Although none of its weight is allocated to the energy sector, the iShares MSCI Mexico Capped ETF (NYSEArca: EWW) has climbed 13.4% over the past six months in part because of Mexico’s plans to liberalize its energy sector.
Earlier this year, Mexican President Enrique Peña Nieto signed legislation that ended the 75-year run of control over the country’s energy industry by state-owned oil company Pemex. Nieto’s energy reforms were announced last year as a way of stemming the tide of a decade’s worth of falling production by Pemex and as a way of attracting needed foreign investment to Mexico’s energy industry.
Now, some of the biggest names in the international oil business are eager to tap Mexico’s lush reserves.
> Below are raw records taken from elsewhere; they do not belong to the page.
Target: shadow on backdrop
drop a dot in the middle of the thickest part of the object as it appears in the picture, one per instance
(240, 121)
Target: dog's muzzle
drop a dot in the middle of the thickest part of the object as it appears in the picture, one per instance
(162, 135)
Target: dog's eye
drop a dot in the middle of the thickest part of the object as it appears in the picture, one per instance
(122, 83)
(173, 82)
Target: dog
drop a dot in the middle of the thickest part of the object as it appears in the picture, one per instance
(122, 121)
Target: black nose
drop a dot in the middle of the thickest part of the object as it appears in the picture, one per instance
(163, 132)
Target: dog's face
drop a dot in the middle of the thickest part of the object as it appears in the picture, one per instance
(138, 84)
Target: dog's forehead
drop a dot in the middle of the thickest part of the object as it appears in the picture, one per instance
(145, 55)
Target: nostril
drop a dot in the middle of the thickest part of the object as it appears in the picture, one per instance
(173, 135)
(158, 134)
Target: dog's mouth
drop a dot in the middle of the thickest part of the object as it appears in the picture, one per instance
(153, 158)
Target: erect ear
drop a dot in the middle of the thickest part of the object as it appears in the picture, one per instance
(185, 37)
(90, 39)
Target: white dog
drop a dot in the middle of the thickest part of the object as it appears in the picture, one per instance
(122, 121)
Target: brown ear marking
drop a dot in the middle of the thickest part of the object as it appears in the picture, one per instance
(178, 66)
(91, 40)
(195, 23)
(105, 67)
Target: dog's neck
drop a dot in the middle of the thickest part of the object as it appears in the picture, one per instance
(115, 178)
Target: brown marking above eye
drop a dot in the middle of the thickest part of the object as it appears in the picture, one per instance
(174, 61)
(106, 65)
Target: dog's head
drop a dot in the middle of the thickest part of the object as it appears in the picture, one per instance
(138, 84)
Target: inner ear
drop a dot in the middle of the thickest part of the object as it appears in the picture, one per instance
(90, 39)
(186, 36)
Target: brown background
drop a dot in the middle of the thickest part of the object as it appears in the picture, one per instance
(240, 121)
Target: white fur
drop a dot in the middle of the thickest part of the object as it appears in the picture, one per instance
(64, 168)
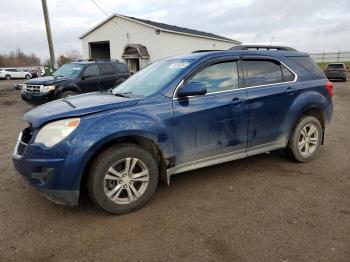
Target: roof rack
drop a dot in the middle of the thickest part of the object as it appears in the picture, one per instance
(262, 47)
(203, 51)
(99, 60)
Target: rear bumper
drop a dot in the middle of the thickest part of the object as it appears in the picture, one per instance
(37, 99)
(335, 75)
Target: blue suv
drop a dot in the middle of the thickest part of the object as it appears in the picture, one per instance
(176, 115)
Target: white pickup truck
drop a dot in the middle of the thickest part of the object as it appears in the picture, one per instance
(9, 73)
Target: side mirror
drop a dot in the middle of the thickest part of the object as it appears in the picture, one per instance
(192, 89)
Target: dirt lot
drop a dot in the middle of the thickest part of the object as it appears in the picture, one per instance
(263, 208)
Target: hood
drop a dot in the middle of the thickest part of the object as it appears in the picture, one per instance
(46, 80)
(76, 106)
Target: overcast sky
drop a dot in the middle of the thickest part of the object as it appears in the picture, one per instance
(308, 25)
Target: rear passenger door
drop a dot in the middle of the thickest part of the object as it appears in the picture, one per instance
(271, 89)
(211, 127)
(107, 76)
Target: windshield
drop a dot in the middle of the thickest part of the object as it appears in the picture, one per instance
(153, 78)
(69, 70)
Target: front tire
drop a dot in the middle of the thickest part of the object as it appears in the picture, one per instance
(306, 139)
(122, 178)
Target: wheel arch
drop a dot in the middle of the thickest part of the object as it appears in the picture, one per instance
(142, 141)
(314, 111)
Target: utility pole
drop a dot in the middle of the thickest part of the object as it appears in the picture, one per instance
(48, 32)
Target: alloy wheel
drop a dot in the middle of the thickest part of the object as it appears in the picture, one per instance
(308, 140)
(126, 180)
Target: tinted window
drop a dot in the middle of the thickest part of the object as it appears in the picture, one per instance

Global oil giants from Exxon Mobil (NYSE: XOM), the largest U.S. oil company, to Royal Dutch Shell (NYSE: RDS-A), Europe’s largest oil company, are eager to get to work in Mexico. [ETFs for Mexico’s New Oil Industry]
Peru could have similar designs, but how opening Peru’s energy industry affects the iShares MSCI All Peru Capped ETF (NYSEArca: EPU) remains to be seen.
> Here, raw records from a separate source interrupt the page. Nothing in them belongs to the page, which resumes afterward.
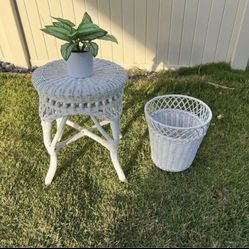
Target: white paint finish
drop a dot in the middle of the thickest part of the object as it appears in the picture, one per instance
(213, 32)
(164, 32)
(236, 28)
(140, 31)
(226, 30)
(152, 32)
(241, 51)
(105, 23)
(116, 30)
(62, 96)
(36, 25)
(188, 31)
(202, 20)
(46, 19)
(128, 30)
(177, 15)
(27, 29)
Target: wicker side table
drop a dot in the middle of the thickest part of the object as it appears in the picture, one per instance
(99, 96)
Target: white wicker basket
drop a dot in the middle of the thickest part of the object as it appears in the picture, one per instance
(177, 125)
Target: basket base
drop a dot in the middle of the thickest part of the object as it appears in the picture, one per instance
(171, 156)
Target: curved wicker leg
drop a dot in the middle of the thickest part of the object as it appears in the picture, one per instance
(51, 145)
(114, 149)
(46, 128)
(58, 122)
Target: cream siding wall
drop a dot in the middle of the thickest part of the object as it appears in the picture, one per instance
(152, 34)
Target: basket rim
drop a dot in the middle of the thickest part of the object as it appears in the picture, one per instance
(174, 127)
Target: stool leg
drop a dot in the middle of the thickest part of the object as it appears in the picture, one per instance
(114, 149)
(46, 127)
(58, 122)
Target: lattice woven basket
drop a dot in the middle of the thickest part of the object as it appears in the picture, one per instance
(177, 125)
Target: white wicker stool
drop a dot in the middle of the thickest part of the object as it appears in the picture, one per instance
(99, 96)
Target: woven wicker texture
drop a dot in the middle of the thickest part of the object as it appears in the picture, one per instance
(178, 117)
(60, 94)
(177, 125)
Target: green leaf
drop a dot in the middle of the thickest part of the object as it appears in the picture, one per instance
(94, 48)
(64, 26)
(66, 50)
(90, 31)
(64, 21)
(109, 38)
(87, 18)
(57, 32)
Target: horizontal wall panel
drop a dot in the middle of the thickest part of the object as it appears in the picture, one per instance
(151, 34)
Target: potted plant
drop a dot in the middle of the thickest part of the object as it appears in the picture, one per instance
(79, 50)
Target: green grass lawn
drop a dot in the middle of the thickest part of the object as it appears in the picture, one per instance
(86, 205)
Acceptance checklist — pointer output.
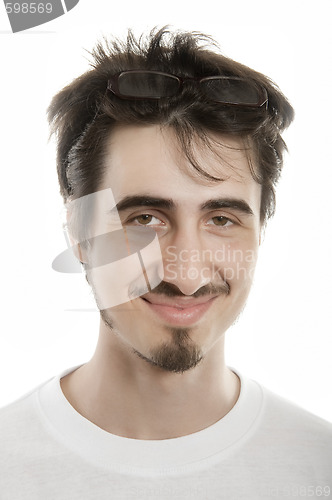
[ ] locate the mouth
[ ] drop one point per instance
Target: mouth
(182, 311)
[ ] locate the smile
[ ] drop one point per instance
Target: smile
(179, 312)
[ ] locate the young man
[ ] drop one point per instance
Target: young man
(168, 155)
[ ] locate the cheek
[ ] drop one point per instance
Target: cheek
(236, 261)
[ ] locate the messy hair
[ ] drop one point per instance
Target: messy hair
(84, 113)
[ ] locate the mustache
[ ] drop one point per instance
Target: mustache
(170, 290)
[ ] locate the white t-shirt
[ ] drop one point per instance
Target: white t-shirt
(264, 448)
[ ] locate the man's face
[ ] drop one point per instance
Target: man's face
(208, 234)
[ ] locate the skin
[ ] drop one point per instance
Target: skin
(121, 389)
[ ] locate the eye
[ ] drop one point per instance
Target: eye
(145, 220)
(221, 221)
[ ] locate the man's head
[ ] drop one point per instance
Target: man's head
(200, 171)
(85, 112)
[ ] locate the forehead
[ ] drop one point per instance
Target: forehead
(149, 160)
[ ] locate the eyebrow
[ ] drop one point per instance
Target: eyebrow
(168, 204)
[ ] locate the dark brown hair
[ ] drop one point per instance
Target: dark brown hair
(83, 114)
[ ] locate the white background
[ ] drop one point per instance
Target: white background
(283, 338)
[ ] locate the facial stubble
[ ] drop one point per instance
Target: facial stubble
(177, 356)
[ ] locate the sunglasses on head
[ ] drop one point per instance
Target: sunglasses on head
(229, 90)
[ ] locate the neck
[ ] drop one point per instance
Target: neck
(125, 395)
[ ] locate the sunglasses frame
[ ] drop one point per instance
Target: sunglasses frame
(113, 86)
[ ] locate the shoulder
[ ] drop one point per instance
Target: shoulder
(287, 426)
(284, 413)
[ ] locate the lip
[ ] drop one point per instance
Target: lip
(179, 312)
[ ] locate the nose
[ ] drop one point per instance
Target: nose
(186, 263)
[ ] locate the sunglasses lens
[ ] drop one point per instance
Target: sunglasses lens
(147, 85)
(232, 91)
“Peru looks to expand its gas output from its Camisea field moving forward, in addition to streamlining regulation as the nation struggles to fill the void in the decline of its national oil exploration and production,” according to Emerging Equity.
Like Mexico, Peru’s oil production has been declining and although Peru’s oil reserves are not as bountiful as Mexico’s, the latter is home to “the eighth largest crude oil reserve holder in Central and South America, with 633 million barrels of proved reserves, as of January 2014, according to Oil and Gas Journal.
And like EWW, EPU, the lone Peru ETF, has scant energy sector exposure. The Peru ETF allocates less than 1.5% of its weight to the energy sector. Peru is also lagging other South American rivals in bolstering its oil production.